Dualities and Topological Classification of the $S=1$ Pyrochlore Spin Ice

Abstract

We resolve the phase diagram of the $S=1$ pyrochlore spin ice, which exhibits trivial paramagnetic, U(1) Coulomb, and spin nematic phases. In the monopole-free limit, the system can be effectively mapped onto 3D $XY$ and Ising loop-gas models depending on the spin anisotropy, which provides theoretical estimates for the phase boundaries, while a macroscopic flux vector classifies the topological sectors via geometric parity rules. At finite temperatures, thermal monopoles act as a symmetry-breaking field in the continuous $XY$ wave picture and topologically sever defect strings in the loop-gas picture, rounding the phase transitions into continuous crossovers. These theoretical findings are corroborated by classical Monte Carlo simulations.

Figures (2)

• Figure 1: (a) Geometric correspondence between the diamond and pyrochlore lattices. Black spheres represent the diamond sites, which are located at the centers of the cyan and orange tetrahedra formed by the pyrochlore sites. Arrows on the pyrochlore sites denote the spin-$1$ variables aligned with the local $z$-axis. Red and blue arrows represent $S_\ell^z=1$ and $S_\ell^z=-1$, respectively, while white spheres correspond to $S_\ell^z=0$. The illustrated spin configuration satisfies the ice rule. (b) Monopole charges and their corresponding spin configurations.
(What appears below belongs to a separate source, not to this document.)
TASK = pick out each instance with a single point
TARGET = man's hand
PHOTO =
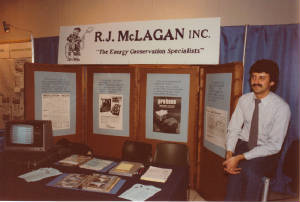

Odd monopole charges can exist in the spin-1 model.
• Figure 2: Results of MC simulations. (a) System-size dependence of the specific heat at $T=0.3$. (b) Peak positions of the specific heat for $L=4$ and the phase boundaries determined numerically in the monopole-free limit by Pandey and Damle Pandey2025. Heat maps of (c) the deviation $\Delta P$ and (d) the monopole density $\rho$ for $L=8$. Panels (c) and (d) indicate that the presence of thermal monopoles causes the macroscopic flux to deviate from integer values.